食堂兼飲み屋は2件はもう営業を開始している。開発の労働者たちの強い要望により予定を前倒しして開店させていた。
他にも前倒ししている場所がある。ビール工場であった。ギルバート領のビール消費量が右肩上がりで生産がお追いつかない状態となっていた。
アル「ビール工場は本村にも造らないと追いつかないな。」
カル「本村でも一応エール工房はありますが、そこを使いますか。」
アル「そうだな、エールよりビールの方が消費が激しいから工房も納得すかな。」
カル「その心配はありませんよ。あいつらもビール好きですから、喜んでビール工場に変わりますよ。

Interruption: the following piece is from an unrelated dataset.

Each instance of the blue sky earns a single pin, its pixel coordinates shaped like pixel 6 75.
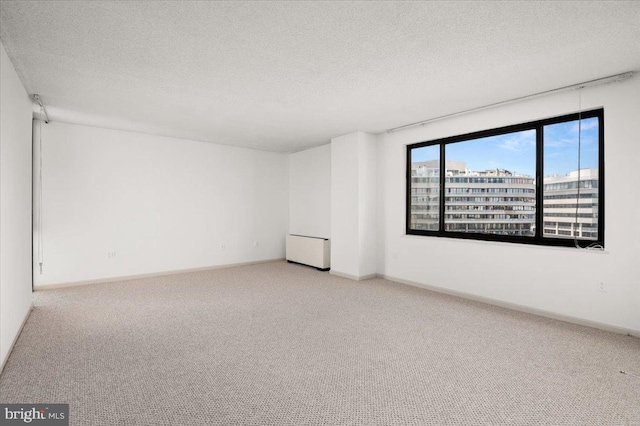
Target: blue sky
pixel 516 151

」
カルロスの予想通り、エールの工房はビールの作り方を教えてもらいビール工場として再出発した。最新の設備に変え、職人の人数を増やし仕事に入った。仕事終わりの一杯のビールを飲む喜びに仕事をしたが、忙しすぎて一杯のビールを飲むのは真夜中になっていた。
町の開発と共に難民たちも働きだし、何とか領民として受け入れられていった。ギルバート領主の自作農政策が功を奏した形になっていた。

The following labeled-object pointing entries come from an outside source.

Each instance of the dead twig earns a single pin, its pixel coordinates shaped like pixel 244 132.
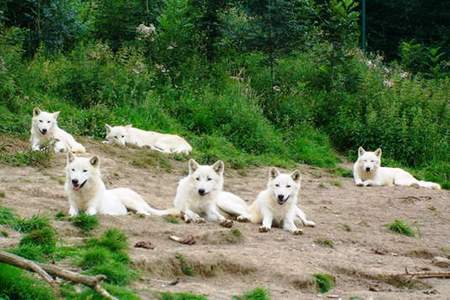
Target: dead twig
pixel 44 270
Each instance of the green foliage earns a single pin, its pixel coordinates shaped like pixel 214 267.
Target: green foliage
pixel 180 296
pixel 18 284
pixel 256 294
pixel 85 222
pixel 324 282
pixel 400 227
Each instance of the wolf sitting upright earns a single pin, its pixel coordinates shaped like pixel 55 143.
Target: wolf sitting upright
pixel 367 171
pixel 166 143
pixel 87 192
pixel 199 193
pixel 45 130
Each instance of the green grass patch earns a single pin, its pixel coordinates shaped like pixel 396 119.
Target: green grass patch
pixel 18 284
pixel 180 296
pixel 256 294
pixel 185 266
pixel 85 222
pixel 324 282
pixel 400 227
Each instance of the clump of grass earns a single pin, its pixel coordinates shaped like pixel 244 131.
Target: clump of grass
pixel 85 222
pixel 18 284
pixel 400 227
pixel 324 282
pixel 186 268
pixel 256 294
pixel 325 243
pixel 180 296
pixel 172 219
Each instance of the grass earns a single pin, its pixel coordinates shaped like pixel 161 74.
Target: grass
pixel 400 227
pixel 325 243
pixel 256 294
pixel 180 296
pixel 185 267
pixel 85 222
pixel 18 284
pixel 324 282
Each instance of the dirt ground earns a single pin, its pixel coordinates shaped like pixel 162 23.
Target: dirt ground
pixel 361 258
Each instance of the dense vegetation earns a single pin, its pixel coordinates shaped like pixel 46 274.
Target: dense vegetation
pixel 254 82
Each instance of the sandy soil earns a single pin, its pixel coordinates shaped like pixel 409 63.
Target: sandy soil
pixel 352 218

元の領民(小作人)が同じ小作人として、難民と同じであったなら反発しあっていたのかもしれない。
今回の難民、移民の中で自作農になっている者は一人もいない事に元の領民たちが優越感を感じていたからである。
その辺のジークの政治感覚は天才的である。それもギルバート領の生産性が2倍以上になった事が原因であるが、1200人者難民移民を受け入れてしまうギルバート領の底力は周りの領主たちに恐怖を与えてしまった。
今までは人口が少なく、多少力があっても問題なしと思っていた領地が、突然3倍の人口になりそれを受け入れる力があった事が貴族同士の噂になっていた。潰すか、抱き込むか。
貴族の中でギルバート領に取り入るという発想は全くなく、自分たちより下との思いが強く出ていた。近隣の領主は皆爵位なし領主であり、同列に置かれることが多い。そのために少しでも優位になるために噂を利用しているのであった。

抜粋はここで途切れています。